Murray and her House counterpart, Rep. Paul Ryan, unveiled the agreement this week. The House is scheduled to vote on it as early as today.
“We cheer for a different football team, clearly. We catch different fish. We have some differences on policy, but we agree our country needs some certainty," said Murray.
While the deal doesn't live up to expectations of a grand bargain, it has a bipartisan stamp and replaces some of the worst effects of budget sequestration with what Murray termed "smart cuts." The package also contains added revenue.
Tea Party conservatives are upset the deal increases spending by $63 billion, while Democrats are mad because the package doesn't extend unemployment benefits for people suffering long-term joblessness.
But both sides could take solace that the plan didn't touch sensitive political nerves – entitlement reform for Democrats, corporate tax loopholes for Republicans. And that, according to Murray and Ryan, was by design.
Murray, viewed as one of the most pragmatic, can-do members of Congress, said she and Ryan agreed on the first day of negotiations to avoid deep political trenches while looking instead for political common ground.
The compromise is particularly a win for Murray in light of her failed, but diligent efforts to reach a grand bargain in 2011 as the co-chair of the Joint Select Committee on Deficit Reduction, or the “super committee.” While this task was smaller in comparison, the conference committee only occurred because Murray was able to push a budget through the Senate for the first time since 2009.
From the beginning, as leaders of the House-Senate Budget Conference Committee, Murray and Ryan exhibited a working relationship built on mutual trust and respect. As Ryan said of his fellow negotiator, “I want to thank Senator Murray. She’s a tough and honest negotiator. She has fought for her principles every step of the way.”
Murray and Ryan both acknowledged that the agreement is not something they would have crafted on their own.
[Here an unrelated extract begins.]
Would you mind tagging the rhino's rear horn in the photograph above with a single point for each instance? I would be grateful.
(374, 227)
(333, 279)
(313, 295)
Rather, a deal was reached because of their ability to focus on common ground. Over the next several days, the negotiators will be busy “selling” the plan to their colleagues and working to gather support.
The $1.012 trillion number set by the Ryan-Murray compromise is roughly halfway between the Senate budget level of $1.058 trillion and the House budget level of $967 billion. Adjusting military retirement benefits, increasing airline security fees and Pension Benefit Guarantee Corporation premiums, along with other small measures, account for the savings in the agreement.